LISTENING FOR “THE CONTACT”
Hearing the patient, at first, means knowing what questions to ask. Later, it becomes much more nuanced and intuitive as you allow your own personality to shine through when you become less afraid of your own subjectivity.
Following the patient’s contact, in later stages of treatment, gains depth and breadth. You listen for what feelings are in a weighty pause. You “listen” to the movement of a foot, or awkward movement.
The more you learn to follow the patient where they are without reservation or inhibition, the easier it becomes to modulate your approach to suit what the patient needs to keep talking. That is what “following the contact” of the patient means to me now: knowing what the patient needs to keep talking.
PUTTING IT ALL TOGETHER
Listening well actually requires a psychoanalyst to be on five different levels simultaneously. In the case of my depressed patient, I was listening to him, to my countertransference, to what I knew about his character, to theories about what helps with depression and to my supervisor inside my head. It was exhilarating to recognize how much I could listen to and use, at once.
This past week, a woman suffering from the sudden onset of terrible panic attacks came into my office. She thought that if she could only understand why this horrible thing was happening to her, it might go away. Could I understand it and explain it to her? Of course, I had no idea why this woman was suffering! Or who she really was. I felt only her deep frustration, watching her take a long drink from her bottle of water after I had to tell her that the panic attacks were something we would have to understand together, that was happening unconsciously.

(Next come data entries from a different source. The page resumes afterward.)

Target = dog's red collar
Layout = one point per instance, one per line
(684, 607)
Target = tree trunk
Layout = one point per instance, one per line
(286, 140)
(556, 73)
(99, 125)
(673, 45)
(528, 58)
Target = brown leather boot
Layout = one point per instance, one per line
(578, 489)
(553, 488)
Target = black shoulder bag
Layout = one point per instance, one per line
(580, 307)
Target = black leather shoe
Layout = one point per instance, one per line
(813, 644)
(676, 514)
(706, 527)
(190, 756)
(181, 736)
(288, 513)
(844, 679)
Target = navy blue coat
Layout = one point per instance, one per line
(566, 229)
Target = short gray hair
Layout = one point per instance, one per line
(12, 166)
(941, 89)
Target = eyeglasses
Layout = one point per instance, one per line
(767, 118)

The process of learning how to listen, with all of its discomfort, begins anew with each case. With each new patient, we have to tolerate not-knowing, and be willing to tolerate the feelings that the patient has not learned to discern or articulate.

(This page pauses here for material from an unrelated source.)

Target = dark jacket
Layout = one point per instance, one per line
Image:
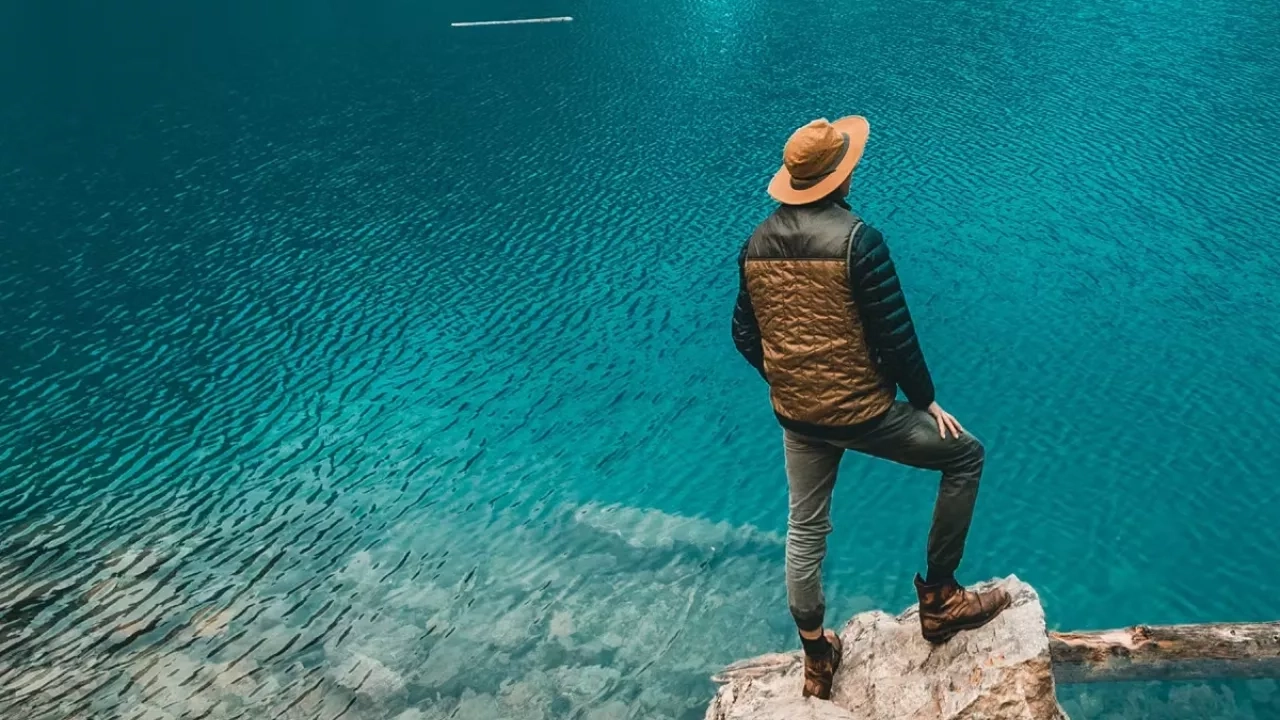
(822, 317)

I search for a question to keep the panic-stricken woman talking. One that will not be too painful or too deep but at the same time, not too removed from what she is talking about. I find a neutral question, not too ego-oriented but not too off-topic either: “do your family understand what’s happening right now?” and she begins to talk. I sit back and listen, a student once again, observing, taking in her panic, waiting for the next resistance and the gradual unfolding of her despair.